某店のキャッチフレーズは『ホテルがライバル!!』。のぼり旗をはためかせて、声高らかにライバル宣言しています。
果たしてこの熱い想いはこんな路地裏から世間に、そしてホテルに届くのでしょうか?
世の中には無数のホテルがありますから、できれば具体的なホテルの名前を挙げてくれたほうが、はっきり意気込みが伝わっていいんですけど。高級ホテルをライバルとするのか、安いビジネスホテルをライバルとするのか。これ大事なとこですよ。「ホテル」と大枠なところに意志が感じられないような……。「とりあえず言ってみた感」?『帝国』『ニューオータニ』『ヒルトン』『ペニンシュラ』……遠慮しないでドーンとぶつかっていけばいいんですよ。謳うのはタダ。ライバルは高めに設定だ。頑張れ、ビデオボックス!
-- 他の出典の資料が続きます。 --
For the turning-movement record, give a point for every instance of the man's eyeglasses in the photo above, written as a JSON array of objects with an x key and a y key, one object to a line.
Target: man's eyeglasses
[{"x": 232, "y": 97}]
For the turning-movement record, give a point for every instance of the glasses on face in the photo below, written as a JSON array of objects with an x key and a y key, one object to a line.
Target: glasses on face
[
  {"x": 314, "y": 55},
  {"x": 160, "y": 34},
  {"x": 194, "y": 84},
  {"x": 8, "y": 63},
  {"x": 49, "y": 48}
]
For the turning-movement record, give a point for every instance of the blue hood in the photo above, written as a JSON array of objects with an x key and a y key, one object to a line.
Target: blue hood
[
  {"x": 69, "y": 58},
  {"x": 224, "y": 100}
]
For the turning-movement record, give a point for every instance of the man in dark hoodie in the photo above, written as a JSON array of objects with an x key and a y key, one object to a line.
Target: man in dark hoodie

そんなこと言いながら、自分を振り返ってみれば「ライバルは誰ですか?」なんて質問はちょっと、いやかなり苦手です。
取材で聞かれた時は、いつも「……うーん(考えるふり)……ライバルって、自分のなかで設定しちゃうと、その人を越えられない気がするんですよ……あえて、私は作らないようにしてます(微笑)」とか「(考えるふり)その日その日でお客さんの反応って違いますからね。同業者がライバルっていうよりも……目の前のお客さんが『好敵手』ってことですよ……(遠い目)」……みたいに気取って答えがち。「昨日入門した前座から大御所の師匠まで、全員がライバル」……とかもっともらしいことも言ったりします。恥ずかしい。
聞き手が要領を得ない困った顔をしてると「落語って結局、お客さんの好きか嫌いかですから」とお茶を濁す私。
『この人、俺のライバル!』って名指しで言うのは度胸がいります。名前を挙げたところで、耳にしたご当人にどう思われるか考えちゃうんだなぁ。